2. m’agr’ ops que fos: costruzioni analoghe di aver (esser) ops al condiz. pres. e completiva al cong. pres. sono schedate in Asperti 1990, p. 467.
vers: con é chiusa (in rima anche in FqMars 155,27 [ X], 22) non può essere ‘verso, poesia’, ovvero vèrs, come intende Stroński che traduce «mon vers» (così anche Torraca 1897, p. 162): lo nota Avalle 1960, II, p. 197 commentando PVid 364,20 (XXV), 45: «quar anc no fon sauputz mos vers»; cfr. anche Beltrami 1992, p. 270, n. 34. La traduzione ‘sentimenti’ è derivata da SW, VIII, p. 655 (s.v. ver): «Die wahren Empfindungen Jemandes, sein wahres Denken»; stessa scelta fa Perugi, e dopo di lui Eusebi, per tradurre «mainhs vers» di ArnDan 29,13 (IX), 47: cfr. Perugi 1978, II, p. 300, n. 47 (Toja 1960, p. 263 proponeva, probabilmente a ragione, «verità»). D’altro canto ‘verso’ rimanda a ‘vero’ nella falsa etimologia nella «deffinitions de vers» nelle Leys d’Amor (cito da Di Girolamo-Lee 1996, p. 190 perché migliorano la «pessima» ed. di Gatien-Arnoult 1841-43, I, p. 388): «[vers] deu tractar de sen, e per so es digz vers, que vol dir verays, quar veraya cauza es parlar de sen»; cfr. anche PCard 335,3 (XLIII; Vatteroni 1995, p. 174), 7-8: «car nuill[s] cantar[s] non tanh si’apellatz / vers, si non es vertadier[s] ves totz latz» e la nota di Vatteroni a p. 177.

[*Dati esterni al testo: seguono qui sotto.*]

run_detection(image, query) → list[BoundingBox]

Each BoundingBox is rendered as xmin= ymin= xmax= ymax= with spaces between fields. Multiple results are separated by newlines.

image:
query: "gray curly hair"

6. enders: nota Beltrami 1992, pp. 269-70 che il termine, qui e altrove con é chiusa, rima con termini in -èrs in GrBorn 242,17 (VII), costituendo un raro caso di rima di è aperta con é chiusa nella tradizione trobadorica. Del testo giraldiano Beltrami offre una nuova edizione alle pp. 297-308 del lavoro citato.

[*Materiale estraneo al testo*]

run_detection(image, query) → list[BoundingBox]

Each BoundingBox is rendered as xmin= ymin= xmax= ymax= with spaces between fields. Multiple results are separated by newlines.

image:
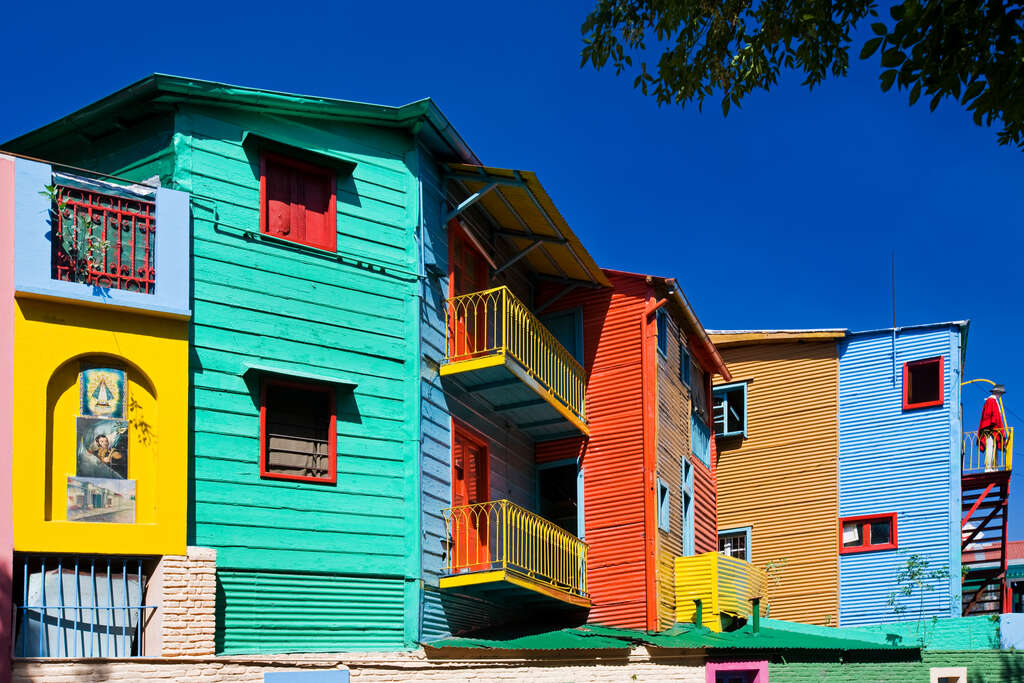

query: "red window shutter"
xmin=261 ymin=154 xmax=336 ymax=251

11. aders: commentando un m’aerc in ArnDan 29,1 (XIV), 42 Perugi 1978, II, p. 487 ricostruisce prima il secondo emistichio in: «que es tant aut aders», probabilmente con dialefe fra que ed es, poi valorizza, con formula dubitativa, la lezione di LS per il primo emistichio: «al seu ricx pretz» con seü dieretico (ma unendo i due emistichi non si ottiene un verso ipermetro?). Più utile il rimando a Pfister 1959, pp. 239-40 (n° 24), per il passaggio di ADERIGERE ‘an etwas aufrichten’ a aderzer ‘erheben, sich anhängen, verheiraten’ «che ha anche il significato giuridico di ‘aufnehmen, einkleiden (z. B. beim Eintritt ins Kloster)’, cfr. in Rouergue ‘per mon aderzement al servizi de Deu’».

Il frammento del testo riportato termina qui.